We already know what good looks like. So why isn’t it everywhere?

It’s Bigger Than Food

I believe it comes down to class.

In France, quality bread isn’t just for the middle classes, it’s valued by everyone. Local organic supermarkets offer reduced rates for low-income families. There’s an unspoken understanding that good food should be accessible and middle class professionals don’t assume others won’t care about it. In other words, there’s a sense of food solidarity.

Here in the UK, feeding children daily confectionery barely raises an eyebrow. Suggest removing dessert from school menus and you're met with uproar. My colleagues in Italy and Denmark say that simply wouldn’t happen there. They don’t serve dessert at all.

And there’s something uncomfortable about healthy eating messages delivered by privileged voices with posh accents. The gap between ‘posh London’ and the rest of the UK? It’s massive. Sometimes it shuts the conversation down before it can even begin.

Where Do We Go From Here?

We need empowered, local leaders. People from within the communities themselves. We need to stop writing endless strategies and start backing the doers - the people who can roll up their sleeves and make things happen on the ground.

Change doesn’t need to be flashy.

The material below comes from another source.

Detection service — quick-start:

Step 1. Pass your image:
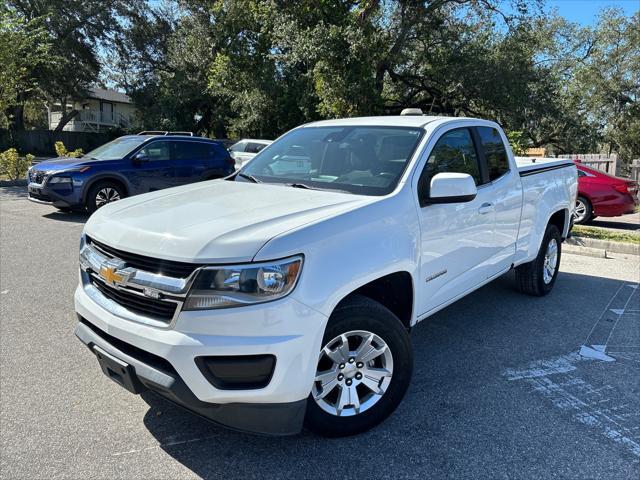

It needs to be consistent. Thoughtful. Rooted in real lives.

I’ve seen what’s possible. I saw it twenty years ago. And with the right energy, commitment and a bit of courage, we can build it again.

We need to support those who are committed to making real change, not for an MBE or a promotion, but because they’ve always been in it for the people they serve.  This is why I’m more than happy to support these Academy leads.